Adverse Effects of Deep Brain Stimulation

DBS entails the dangers of major surgery, with the surgical team's expertise impacting the complication rate. Infection (3-5%) and bleeding (1-2%) are the two main side effects.

Following DBS, there is a risk of neuropsychiatric side effects such as euphoria, apathy, hallucinations, hypersexuality, cognitive impairment, and depression. These adverse effects, however, may be short-lived and connected to:

  1. Proper electrode placement,
  2. Open-loop VS closed-loop stimulation, which refers to a continual stimulation or an AI monitoring delivery system, and
  3. Calibration of the stimulator, making them possibly reversible.
Deep Brain Stimulation

During surgery, the brain might move somewhat, which causes the electrodes to move or become loose from their original position. Although electrode misplacement is generally simple to detect with a CT scan, it may result in more serious issues, including personality changes. Additionally, postoperative problems, including brain hemorrhage, are possible.

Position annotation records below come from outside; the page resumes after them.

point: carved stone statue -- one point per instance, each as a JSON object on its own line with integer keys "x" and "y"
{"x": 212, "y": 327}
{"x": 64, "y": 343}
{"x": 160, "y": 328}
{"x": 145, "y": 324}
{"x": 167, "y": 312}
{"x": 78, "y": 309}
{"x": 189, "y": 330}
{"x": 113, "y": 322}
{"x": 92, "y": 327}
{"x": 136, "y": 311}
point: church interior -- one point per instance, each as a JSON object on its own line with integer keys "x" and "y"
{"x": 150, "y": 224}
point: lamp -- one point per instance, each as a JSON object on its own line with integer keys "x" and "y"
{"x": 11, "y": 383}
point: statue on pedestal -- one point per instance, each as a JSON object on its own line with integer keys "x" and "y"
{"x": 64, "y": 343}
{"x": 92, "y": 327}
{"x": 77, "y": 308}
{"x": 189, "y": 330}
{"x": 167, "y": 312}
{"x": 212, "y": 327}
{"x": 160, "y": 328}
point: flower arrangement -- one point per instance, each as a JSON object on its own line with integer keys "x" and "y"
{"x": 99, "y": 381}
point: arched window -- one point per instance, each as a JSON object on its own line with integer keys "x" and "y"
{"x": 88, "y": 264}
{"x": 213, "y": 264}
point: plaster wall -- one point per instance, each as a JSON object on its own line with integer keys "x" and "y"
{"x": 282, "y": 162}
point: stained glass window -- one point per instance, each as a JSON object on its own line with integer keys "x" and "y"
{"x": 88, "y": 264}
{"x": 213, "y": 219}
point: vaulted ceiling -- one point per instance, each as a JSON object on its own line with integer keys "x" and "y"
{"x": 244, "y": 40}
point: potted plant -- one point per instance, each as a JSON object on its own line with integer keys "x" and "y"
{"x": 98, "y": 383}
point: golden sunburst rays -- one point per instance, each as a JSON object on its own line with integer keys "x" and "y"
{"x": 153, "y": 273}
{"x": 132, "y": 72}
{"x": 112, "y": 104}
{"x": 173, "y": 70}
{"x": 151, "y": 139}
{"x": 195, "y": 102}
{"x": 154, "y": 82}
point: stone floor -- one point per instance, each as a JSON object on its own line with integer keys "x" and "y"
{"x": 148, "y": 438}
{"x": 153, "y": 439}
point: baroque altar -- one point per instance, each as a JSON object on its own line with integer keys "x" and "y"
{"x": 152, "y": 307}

Swelling of the brain tissue, moderate confusion, and tiredness are common side effects after surgery. A follow-up appointment is performed to remove the sutures, activate the neurostimulator, and program it after 2-4 weeks.

A surprisingly high danger of the surgery was impaired swimming abilities; after deep brain stimulation, numerous Parkinson's disease patients lost their swimming ability.